しかしその時、アクシデントが起こった。一迅の風が、しずるちゃんを襲ったのだ。濃紺のプリーツスカートが、一瞬、茶碗を逆さにしたように膨らむと、大きく翻ったのだ。
「きゃぁ」
と悲鳴をあげて、しずるちゃんは反射的にスカートの前を両手で押さえ込んだ。
「カメラっ、今の入ったかっ!」
「オッケィです! データ残ってます」
「よし、RAWデータ、確保して。容量足りなかったら、古いアーカイブ消していいから」
「確保しました、部長!」
思わぬショットに、写真部は大急ぎで対応していた。
一方のしずるちゃんは、顔を真っ赤にしていた。
「ちょ、ちょっと待って下さい。そんなの、データで残されたら困ります!」
「惜しいなぁ。肝心な部分は隠れてるかぁ」
「いや、でも部長。このショットなんかは、微妙な感じで、いけてますよ」
「そうだね、ナイスだ、カメラ。これは、なかなか撮れないハプニング映像だな。那智さんも、グッジョブ」
「何がグッジョブですか! 全然よくありません。そんな恥ずかしいのは、すぐ消して下さい!」
しずるちゃんは、断固、データ削除を主張し続けたが、それは虚しくスルーされた。
「ナイスです、那智さん。これはいいものが撮れたよ」
荒木さんが、凄く良い顔をしている。
「な、何で? 何で、あたしだけ、こんな目に合うの。ああ、もう立ち直れないかも」
そうやって庭の巨木にもたれかかる美少女の憂いは、想像に難くない。
「那智さん、一旦休憩入って下さい。次、西条さん達入ります」
「オーケイです。入って下さい」
しかし、ここは撮影の現場であった。打ちひしがれた彼女を無視するように、撮影は続けられていた。

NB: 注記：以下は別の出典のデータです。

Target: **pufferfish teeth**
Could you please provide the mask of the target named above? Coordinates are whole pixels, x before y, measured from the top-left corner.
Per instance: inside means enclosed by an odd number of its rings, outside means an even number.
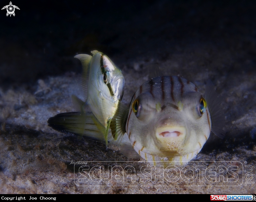
[[[181,127],[168,126],[158,128],[156,130],[156,135],[158,138],[181,137],[186,134],[185,128]]]

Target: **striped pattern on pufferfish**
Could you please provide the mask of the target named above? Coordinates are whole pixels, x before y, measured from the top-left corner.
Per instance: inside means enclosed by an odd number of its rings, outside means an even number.
[[[208,105],[212,102],[206,100],[212,94],[206,93],[205,99],[194,84],[177,76],[157,77],[141,86],[130,103],[126,126],[133,148],[154,165],[182,165],[191,160],[212,128]],[[221,136],[224,131],[220,131]]]

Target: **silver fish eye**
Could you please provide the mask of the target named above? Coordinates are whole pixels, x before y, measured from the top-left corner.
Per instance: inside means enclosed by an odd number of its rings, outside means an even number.
[[[108,81],[107,77],[107,74],[106,72],[104,72],[103,73],[103,81],[105,84],[107,84],[107,82]]]

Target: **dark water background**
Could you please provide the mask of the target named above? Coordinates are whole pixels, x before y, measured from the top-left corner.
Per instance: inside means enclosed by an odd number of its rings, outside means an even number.
[[[3,6],[9,3],[1,2]],[[6,9],[0,13],[1,85],[34,82],[46,76],[79,72],[79,64],[73,57],[93,49],[114,56],[118,63],[141,57],[164,61],[182,52],[184,46],[209,44],[228,48],[233,54],[233,61],[216,67],[222,68],[224,74],[255,71],[254,1],[12,3],[20,9],[16,9],[15,16],[6,17]],[[244,54],[237,54],[241,49]],[[242,67],[234,64],[247,61]]]

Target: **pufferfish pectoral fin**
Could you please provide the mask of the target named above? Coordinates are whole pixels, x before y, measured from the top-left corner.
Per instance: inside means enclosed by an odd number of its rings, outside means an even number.
[[[141,157],[133,148],[127,135],[125,135],[120,144],[120,152],[128,158],[141,158]]]
[[[222,139],[224,138],[226,132],[225,119],[222,109],[219,106],[221,101],[214,90],[214,86],[210,80],[208,80],[205,88],[204,99],[211,115],[212,129],[212,132]]]

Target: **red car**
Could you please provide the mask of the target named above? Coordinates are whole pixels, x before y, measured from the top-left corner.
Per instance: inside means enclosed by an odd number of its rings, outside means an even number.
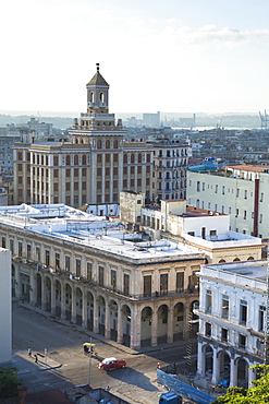
[[[125,360],[117,358],[106,358],[98,365],[98,368],[101,370],[120,369],[125,367],[126,367]]]

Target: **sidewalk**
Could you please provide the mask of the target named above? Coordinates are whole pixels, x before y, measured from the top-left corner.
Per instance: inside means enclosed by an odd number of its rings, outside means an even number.
[[[97,334],[93,331],[88,331],[88,330],[84,329],[81,325],[77,325],[77,324],[74,324],[74,323],[70,322],[69,320],[63,320],[59,317],[52,316],[50,312],[44,311],[44,310],[39,309],[38,307],[32,306],[27,302],[22,304],[22,302],[17,301],[16,299],[13,299],[13,304],[17,304],[17,305],[24,307],[27,310],[35,311],[35,312],[39,313],[40,316],[47,317],[51,321],[54,321],[59,324],[65,325],[68,328],[75,328],[77,331],[87,335],[88,337],[91,337],[93,340],[100,341],[100,342],[102,342],[107,345],[113,346],[114,348],[117,348],[117,349],[119,349],[123,353],[130,354],[130,355],[149,354],[149,353],[159,352],[159,350],[162,350],[162,349],[169,349],[171,347],[186,346],[189,343],[188,341],[182,341],[181,340],[181,341],[176,341],[172,344],[166,343],[166,344],[158,344],[158,346],[145,346],[145,347],[142,347],[142,348],[136,350],[136,349],[130,348],[129,346],[119,344],[115,341],[108,340],[101,334]]]

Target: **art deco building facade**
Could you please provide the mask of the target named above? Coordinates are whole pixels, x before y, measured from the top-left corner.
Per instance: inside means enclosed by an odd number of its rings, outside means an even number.
[[[69,142],[14,145],[14,204],[119,203],[123,189],[152,197],[152,147],[124,139],[99,66],[86,88],[87,112],[74,119]]]
[[[204,254],[63,204],[0,206],[12,294],[133,348],[187,337]]]

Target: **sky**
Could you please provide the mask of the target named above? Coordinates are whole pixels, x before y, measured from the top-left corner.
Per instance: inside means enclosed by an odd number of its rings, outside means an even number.
[[[1,0],[0,13],[1,111],[86,111],[97,62],[110,112],[269,110],[268,0]]]

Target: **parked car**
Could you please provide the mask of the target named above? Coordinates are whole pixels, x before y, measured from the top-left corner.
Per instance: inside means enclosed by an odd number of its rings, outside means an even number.
[[[125,368],[125,367],[126,367],[125,360],[117,359],[117,358],[105,358],[98,365],[98,368],[101,370],[112,370],[112,369],[120,369],[120,368]]]

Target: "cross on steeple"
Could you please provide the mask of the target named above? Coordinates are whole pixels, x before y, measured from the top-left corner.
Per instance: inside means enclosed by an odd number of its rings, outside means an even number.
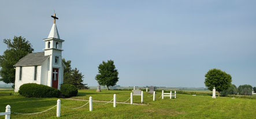
[[[51,16],[51,17],[53,17],[54,20],[54,23],[55,24],[56,23],[56,19],[59,19],[58,17],[56,17],[56,14],[54,13],[54,14],[53,16]]]

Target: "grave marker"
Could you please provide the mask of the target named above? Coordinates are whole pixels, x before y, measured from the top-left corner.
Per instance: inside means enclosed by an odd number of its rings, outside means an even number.
[[[150,94],[153,94],[154,91],[155,91],[155,88],[154,86],[151,86],[150,87],[149,87],[149,93]]]
[[[216,90],[215,89],[215,87],[213,89],[213,98],[216,98]]]
[[[141,95],[142,90],[133,90],[133,95]]]
[[[97,86],[97,90],[96,90],[96,92],[101,92],[101,85],[99,85]]]

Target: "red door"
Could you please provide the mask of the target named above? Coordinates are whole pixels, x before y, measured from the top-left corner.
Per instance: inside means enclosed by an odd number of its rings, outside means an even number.
[[[58,89],[59,69],[53,68],[52,87]]]

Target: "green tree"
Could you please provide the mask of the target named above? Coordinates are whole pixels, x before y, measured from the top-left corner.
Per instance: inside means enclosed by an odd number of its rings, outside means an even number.
[[[62,59],[62,62],[64,63],[65,68],[64,68],[64,83],[66,84],[72,84],[72,68],[71,61],[68,60],[66,61],[65,59]]]
[[[250,85],[240,85],[238,90],[239,95],[250,95],[253,92],[253,87]]]
[[[254,91],[254,93],[256,93],[256,87],[253,87],[253,91]]]
[[[231,76],[220,69],[210,69],[205,76],[205,86],[210,91],[215,87],[216,91],[218,92],[218,96],[221,91],[228,89],[231,84]]]
[[[238,88],[236,85],[232,84],[228,87],[228,89],[224,90],[221,91],[221,94],[222,95],[236,95],[238,94]]]
[[[85,89],[88,88],[86,86],[87,84],[83,84],[83,79],[84,75],[81,73],[79,72],[79,70],[76,68],[72,70],[72,79],[74,81],[74,85],[78,89]]]
[[[34,49],[29,42],[22,36],[14,36],[13,40],[5,39],[3,43],[7,45],[8,49],[2,55],[0,55],[0,81],[14,84],[15,69],[13,65],[21,58],[33,52]]]
[[[109,86],[114,86],[118,81],[118,72],[116,69],[113,61],[108,60],[106,62],[103,61],[98,68],[99,74],[96,75],[95,80],[99,84],[106,85],[107,90],[109,90]]]
[[[72,69],[71,68],[71,61],[62,60],[65,67],[64,68],[64,83],[75,85],[78,89],[88,88],[87,84],[83,84],[84,75],[76,68]]]

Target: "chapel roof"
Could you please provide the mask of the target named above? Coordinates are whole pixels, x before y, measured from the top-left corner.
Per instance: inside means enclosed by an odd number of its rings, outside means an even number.
[[[43,61],[50,55],[44,55],[44,52],[30,53],[20,59],[14,66],[35,66],[42,65]]]

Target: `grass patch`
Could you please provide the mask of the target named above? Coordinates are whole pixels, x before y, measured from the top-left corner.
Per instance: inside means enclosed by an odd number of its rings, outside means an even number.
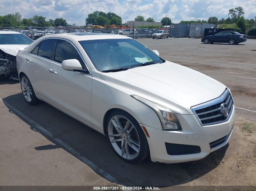
[[[238,125],[242,131],[249,133],[254,132],[256,130],[256,125],[254,123],[243,121],[240,122]]]

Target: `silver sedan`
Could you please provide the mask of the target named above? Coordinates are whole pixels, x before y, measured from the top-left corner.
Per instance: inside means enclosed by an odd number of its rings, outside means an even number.
[[[167,30],[158,30],[152,35],[152,38],[154,39],[155,38],[168,38],[170,36],[170,34]]]

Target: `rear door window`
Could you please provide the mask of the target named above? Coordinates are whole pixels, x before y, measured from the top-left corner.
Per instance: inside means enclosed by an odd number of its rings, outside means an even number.
[[[51,59],[55,42],[55,39],[45,40],[41,42],[39,46],[38,55],[48,59]]]
[[[65,40],[58,40],[54,61],[61,64],[63,60],[69,59],[76,59],[81,65],[84,65],[77,50],[71,43]]]

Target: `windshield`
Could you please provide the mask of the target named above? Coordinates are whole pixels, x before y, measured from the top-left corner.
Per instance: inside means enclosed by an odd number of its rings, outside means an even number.
[[[132,39],[92,40],[79,42],[95,68],[101,72],[120,68],[131,68],[147,62],[164,62]]]
[[[0,34],[0,44],[30,44],[33,42],[22,34]]]

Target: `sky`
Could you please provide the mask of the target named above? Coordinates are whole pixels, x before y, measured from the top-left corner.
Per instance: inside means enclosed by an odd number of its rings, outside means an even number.
[[[79,26],[85,24],[88,14],[99,11],[121,16],[123,23],[138,15],[156,22],[168,17],[178,23],[212,16],[226,18],[228,10],[238,6],[244,8],[246,19],[256,16],[256,0],[4,0],[0,2],[0,15],[18,12],[22,18],[35,15],[47,21],[63,18],[68,24]]]

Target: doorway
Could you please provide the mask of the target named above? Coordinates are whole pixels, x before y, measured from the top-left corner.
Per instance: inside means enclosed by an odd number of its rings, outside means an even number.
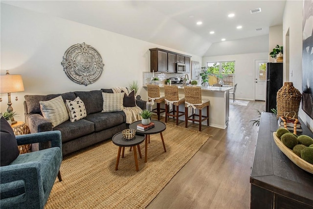
[[[265,101],[266,98],[266,65],[268,60],[255,60],[254,99]]]

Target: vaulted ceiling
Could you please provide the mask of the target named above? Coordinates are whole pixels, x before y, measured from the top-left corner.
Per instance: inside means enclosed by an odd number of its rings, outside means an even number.
[[[268,34],[282,24],[285,0],[1,0],[182,51],[203,56],[213,43]],[[261,12],[250,10],[260,8]],[[228,15],[233,13],[232,18]],[[202,22],[201,25],[196,23]],[[237,26],[241,25],[241,29]],[[256,30],[257,28],[262,28]],[[210,32],[214,33],[210,34]]]

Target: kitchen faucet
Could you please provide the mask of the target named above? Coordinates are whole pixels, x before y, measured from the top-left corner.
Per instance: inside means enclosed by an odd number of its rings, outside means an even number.
[[[187,75],[187,78],[186,78],[186,75]],[[185,81],[185,86],[187,86],[187,81],[189,80],[189,76],[188,74],[185,74],[185,79],[184,80]]]

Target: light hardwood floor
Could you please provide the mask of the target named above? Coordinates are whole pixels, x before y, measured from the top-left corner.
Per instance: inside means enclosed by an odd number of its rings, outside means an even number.
[[[247,106],[229,106],[227,127],[202,126],[202,132],[213,137],[147,209],[250,208],[250,172],[258,127],[249,121],[259,116],[256,109],[265,109],[265,102],[250,101]],[[170,119],[168,123],[175,122]],[[184,122],[179,125],[184,127]],[[198,125],[189,123],[188,128],[198,130]]]

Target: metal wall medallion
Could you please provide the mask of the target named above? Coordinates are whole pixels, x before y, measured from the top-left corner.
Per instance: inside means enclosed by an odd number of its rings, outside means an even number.
[[[98,51],[85,43],[68,48],[64,53],[61,64],[69,79],[85,86],[98,80],[104,66]]]

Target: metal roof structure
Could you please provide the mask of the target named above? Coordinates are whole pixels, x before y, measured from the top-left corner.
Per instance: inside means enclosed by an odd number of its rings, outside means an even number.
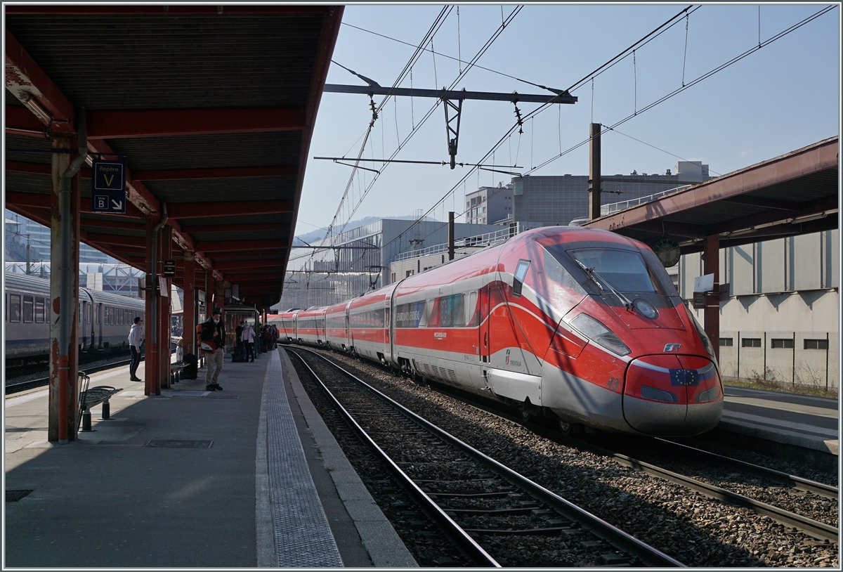
[[[125,157],[128,202],[92,213],[83,165],[80,240],[142,267],[166,208],[197,283],[277,303],[342,7],[4,9],[6,208],[50,226],[51,138],[84,108],[89,152]]]
[[[833,137],[583,226],[647,244],[674,240],[682,254],[838,228],[839,141]]]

他の皆が、久美ちゃんと美久ちゃんの撮影にかかりっきりになっていたので、わたしは失意の美少女に近づくと、声をかけた。
「しずるちゃん、だいじょぶ?」
「千夏、あたし、もうダメかも……」
そう言って、彼女は中庭のベンチにフラリと倒れ込んだ。
(しずるちゃんには悪いけど、ハプニングなんだからしょうがないよ)
とは、さすがに口に出せない。わたしもベンチに座ると、しずるちゃんを介抱していた。
「しずるちゃん、だいじょぶ。落ち着くまで、わたし、ここに居るから。だいじょぶだよ」
そう話しかけながらも、
(わたしの時には、あんなハプニングは起きませんように)
と、自分の心の中では、強くお願いをしていたのだった。